On Lynching and Prejudice
Photos of lynched bodies have always given me pause. My body has a very visceral reaction to seeing a lifeless form hanging from a tree. More than the body, the white faces that stare up at it in contentment, contempt or fascination haunt my mind for hours, and sometimes days after seeing a photo of a person that has been lynched. My stomach churns, my heart races, my gut wrenches, my eyes close and I immediately turn away. I’m unable to stare, to analyze. I find myself paralyzed by an odd mixture of fear, sadness and disgust. My reaction seems completely opposite of those white faces in the pictures.
“I am always captivated by the squirming of the world under the heartbeat of a black man.”
Or in some cases the absence of a heartbeat.
Prejudice and its derivatives are all about conditioning and an inability to relate to another, particularly a person who is unlike you. Racism is an inability to see the world in flux, an inability to understand relations that are based on something other than color. To a racist person nothing is complex. It’s all race based and you either are or you aren’t. Simplifying things in this way is dangerous. Generalities based on race, sex, religion, sexual orientation are almost always wrong but a bigot will never consider the multitude of factors that will shape a person’s life.

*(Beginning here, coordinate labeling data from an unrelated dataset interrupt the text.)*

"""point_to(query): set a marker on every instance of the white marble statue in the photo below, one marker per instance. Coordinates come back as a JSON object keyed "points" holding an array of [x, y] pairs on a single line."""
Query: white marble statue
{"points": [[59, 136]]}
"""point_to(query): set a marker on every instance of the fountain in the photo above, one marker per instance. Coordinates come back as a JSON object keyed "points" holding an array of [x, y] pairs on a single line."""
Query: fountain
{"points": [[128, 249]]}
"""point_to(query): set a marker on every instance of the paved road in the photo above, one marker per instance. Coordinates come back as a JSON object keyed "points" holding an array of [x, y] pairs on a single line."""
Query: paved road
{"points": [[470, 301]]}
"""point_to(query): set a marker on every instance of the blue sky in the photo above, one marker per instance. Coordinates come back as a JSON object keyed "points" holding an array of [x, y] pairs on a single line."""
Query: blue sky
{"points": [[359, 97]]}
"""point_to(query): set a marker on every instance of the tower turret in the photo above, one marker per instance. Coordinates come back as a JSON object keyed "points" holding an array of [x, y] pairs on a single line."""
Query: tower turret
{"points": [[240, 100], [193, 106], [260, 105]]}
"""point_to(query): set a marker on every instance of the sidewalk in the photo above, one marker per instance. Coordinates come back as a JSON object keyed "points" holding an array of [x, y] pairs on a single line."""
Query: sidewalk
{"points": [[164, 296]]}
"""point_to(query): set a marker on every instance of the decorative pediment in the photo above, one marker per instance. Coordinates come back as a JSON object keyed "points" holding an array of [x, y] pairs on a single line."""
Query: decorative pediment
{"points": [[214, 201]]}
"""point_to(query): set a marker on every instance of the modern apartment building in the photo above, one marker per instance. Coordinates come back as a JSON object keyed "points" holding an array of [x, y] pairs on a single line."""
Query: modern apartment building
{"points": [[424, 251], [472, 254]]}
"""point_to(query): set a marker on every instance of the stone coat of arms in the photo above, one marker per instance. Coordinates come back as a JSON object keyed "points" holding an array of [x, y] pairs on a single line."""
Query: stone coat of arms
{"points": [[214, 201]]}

Prejudice makes it easy to draw boundaries, easy to accept the “badness” of others and the goodness of people like yourself. Boundaries make it easy to villainize anyone who is unlike you. To assume their otherness. And when they cross your boundaries, you are willing to do anything to make that right. This is what prejudice does in the minds of the prejudiced. Prejudice makes it okay to take black bodies from their homes, parade them through towns, mutilate and torture them and hang them from trees. Or shoot them in cold blood.